On Wed, Sep 13, 2017 at 09:39:02PM -0400, Richard Pieri wrote:
> On 9/13/2017 3:23 PM, Dan Ritter wrote:
> > So, no, you don't need jumbo packets to get 900+Mb/s
> > out of your 1000Mb/s ethernet connection. That's through
> > a very boring Netgear $50 switch.
> Information is missing.
> 1000Base-T is 500Mbps each way (theoretical maximum), but it works with
> Cat 5e. You cannot get 900Mbps throughput with 1000Base-T. It's
> physically impossible. Real world throughput with file data is around
> the 300Mbps I previously cited.
> 1000Base-TX is 1000Mbps each way (theoretical maximum), requires full
> duplex switches (I believe but don't quote me on that), and Cat 6 or Cat
> 7. You can get nearly 1000Mbps throughput with 1000Base-TX if your
> equipment meets all of these criteria. And the NICs involved have
> enterprise class features like all of the various CPU offloading
> capabilities which consumer grade equipment typically does not have.
> Again, since this is "future-proofing a house" and not a corporate data
> center I'm figuring a majority of the equipment in use is going to be
> consumer grade and not enterprise grade.
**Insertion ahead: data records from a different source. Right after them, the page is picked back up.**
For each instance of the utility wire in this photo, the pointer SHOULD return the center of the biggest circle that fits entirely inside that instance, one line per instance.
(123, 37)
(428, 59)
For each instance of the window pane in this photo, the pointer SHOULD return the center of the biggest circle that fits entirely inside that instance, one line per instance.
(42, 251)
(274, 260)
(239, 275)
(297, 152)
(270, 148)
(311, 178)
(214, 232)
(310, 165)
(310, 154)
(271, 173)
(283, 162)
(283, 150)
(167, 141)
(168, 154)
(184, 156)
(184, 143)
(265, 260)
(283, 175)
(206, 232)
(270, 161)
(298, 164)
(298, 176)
I just showed you measurements. One end is an AMD FX-4130 with a
Realtek 8168/8411 gig-e port, built-in to the motherboard. The
other end is an Intel G3258 with an Intel I218-V gig-e port,
also on the motherboard. They are connected via Cat5e cables to
a Netgear GS316, a 16 port gig-e switch that you can buy from
NewEgg for $60 now; it was on sale for $50 or so when I bought

Transmission speed as measured by netperf is 930-940 Mb/s. The
MTU is 1500 -- I had it set at 7000 for some months, but it
caused problems with a new machine, so I sighed, backed off, and
did not notice any real-world difference.

Your "300Mb/s" is an artifact of your disk subsystems.